March 15, 2008; Page B2
Financial crises don't end until something gets broken. From the evidence of Friday, it looks like the something in question is going to be Bear Stearns.
What does that mean for your investments? The likely answer: The market may well be nearing its bottom.
A spectacular bankruptcy usually brings a crescendo of panicked selling and forces concerted intervention. Often, it marks the beginning of the end of a crash.
In this situation, the liquidity crisis is so bad that at one point early Friday a major bond institution couldn't even sell Treasurys for a bit. A senior figure there told me his usual buyers among the Wall Street houses had shut their windows in panic.

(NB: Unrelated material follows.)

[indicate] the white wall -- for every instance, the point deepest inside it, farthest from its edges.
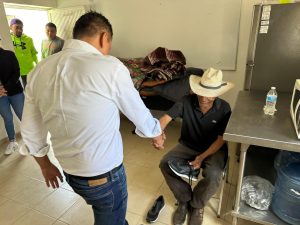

Successful investing isn't easy, but it's simple: Buy low, sell high. Steeling yourself to buy low, when everyone else is selling, is what makes it hard.
Think of how many people were telling you to buy the Dow at 14000. Think how few are telling you to take a look now at 11900.
Like many contrarians, I tend to call market turns early. I was certainly early in some of my bearish calls on certain overinflated assets, like housing, in recent years. Markets tend to overshoot in both directions.
But if you are trying to save college funds for your 8-year-old, or to retire in 20 years' time, that's a detail.
Large-cap U.S. growth stocks are, on the whole, looking like a pretty reasonable value right now, and if you are investing for the longer term, instead of chasing next week's stock performance, that's positive.
You're buying top-quality companies on historically reasonable valuations. That's rarely a bad bet to make. Simple exchange-traded funds Dow Jones Wilshire Large Cap Growth ETF SPDR and Vanguard Mega Cap 300 Growth Fund will spread your money across a basket of high-quality blue-chip growth stocks, from Procter & Gamble to Microsoft.
As ever, I make absolutely no predictions whatsoever about short-term performance. Wall Street could jump 1,000 points or fall 1,000 points next week. That's why you shouldn't commit all your funds at once.
As for current talk of a "depression," no less, remember that another sign of a market bottom is when apocalyptic predictions become widespread.
The Great Depression wasn't caused by the financial panic of 1929. It happened only because of a string of policy blunders including tariffs and a tightened money supply that followed the panic. Fed Chairman Ben Bernanke, a student of the Great Depression, knows this full well.
The worse the situation now, the more the federal government will have to step in to provide liquidity. And that can mean only one thing for inflation.
The big losers over time won't be those holding equities, which after all offer some hedge against inflation. It will be anyone rushing into Treasurys.